226406 Addressing social justice and population heterogeneity: An applied introduction to latent class

Tuesday, November 9, 2010 : 8:50 AM - 9:10 AM

Anthony Goudie, PhD , Cincinanti Children's Hospital and Medical Center, Health Policy and Clinical Effectiveness, Cincinnati, OH
Identifying discrete groups within a heterogeneous population represents a major hurdle for public health researchers and policy makers. Across a population, individuals can respond quite differently to a set of questions about their health. However, a finite number of response patterns often occurs for the question set. With the appropriate statistical model, one can cluster individuals into heterogeneous classes based on different response patterns. In addition to using the response patterns, one can include demographic and other characteristics (covariates) to help predict class membership. Latent class mixture models seek to identify heterogeneous discrete classes of meaningful patterns in responses and to identify the likelihood, based on other variables, that an individual belongs to one class as opposed to another.

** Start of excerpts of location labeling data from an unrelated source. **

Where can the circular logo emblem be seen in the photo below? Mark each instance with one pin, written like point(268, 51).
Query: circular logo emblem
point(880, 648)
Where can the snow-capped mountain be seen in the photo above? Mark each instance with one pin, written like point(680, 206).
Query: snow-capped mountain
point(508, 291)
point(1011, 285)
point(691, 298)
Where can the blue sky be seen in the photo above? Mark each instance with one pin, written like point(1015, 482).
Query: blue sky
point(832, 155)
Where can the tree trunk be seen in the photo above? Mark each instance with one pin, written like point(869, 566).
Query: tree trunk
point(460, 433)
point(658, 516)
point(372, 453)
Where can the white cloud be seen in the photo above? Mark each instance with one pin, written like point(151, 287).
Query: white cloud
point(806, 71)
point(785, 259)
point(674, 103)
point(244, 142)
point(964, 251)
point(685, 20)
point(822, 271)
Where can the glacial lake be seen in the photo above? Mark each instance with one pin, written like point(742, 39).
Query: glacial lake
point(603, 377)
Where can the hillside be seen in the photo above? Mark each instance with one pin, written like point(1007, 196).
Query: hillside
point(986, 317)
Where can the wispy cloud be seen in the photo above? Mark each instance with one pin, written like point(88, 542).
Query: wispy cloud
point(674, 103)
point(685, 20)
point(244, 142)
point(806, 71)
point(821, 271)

To illustrate this technique from an applied perspective, I use the patterns of responses associated with the reasons why parents of children with special health care needs (CSHCN) delay or forgo getting necessary health care and include a set of covariates to model class membership. I present the results from one of the primary software packages that fit latent class mixture models and show how three distinct classes appear. One class particularly represents a major challenge to policy makers, a class of CSHCN who generally endorse all reasons for delaying or forgoing care, who generally come from Hispanic homes, and generally do not have insurance. I conclude the example by demonstrating how latent class mixture models can address issues of social justice generally and within a population of vulnerable children specifically.

Learning Areas:
Biostatistics, economics

Learning Objectives:
At the end of the session participants will be able to: 1. Identify when and why latent class mixture models are more advantageous to use over more traditional techniques. 2. Explain the concept of conditional independence and why it is important in latent class mixture models. 3. Describe how to interpret results from a 3-class mixture model.

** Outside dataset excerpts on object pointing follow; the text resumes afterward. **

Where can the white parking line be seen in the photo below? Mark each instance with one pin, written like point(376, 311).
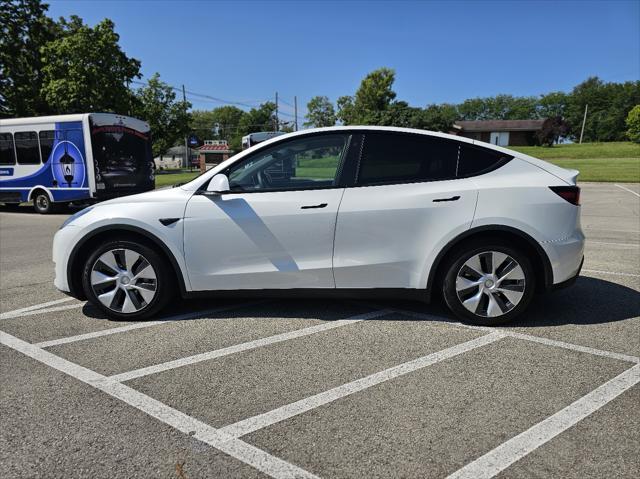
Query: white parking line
point(45, 310)
point(298, 333)
point(514, 449)
point(261, 421)
point(614, 273)
point(130, 327)
point(627, 189)
point(526, 337)
point(11, 314)
point(633, 245)
point(248, 454)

Keywords: Children With Special Needs, Statistics

Presenting author's disclosure statement:

Qualified on the content I am responsible for because: Over the past 5 years, I have been a student and an applied statistician using advanced latent variable models. I have considerable experience with these models and have presented several health services research presentations at national meetings using these methods. For the current research presented here I have conducted all literature reviews and statistical analyses.
Any relevant financial relationships? No

I agree to comply with the American Public Health Association Conflict of Interest and Commercial Support Guidelines, and to disclose to the participants any off-label or experimental uses of a commercial product or service discussed in my presentation.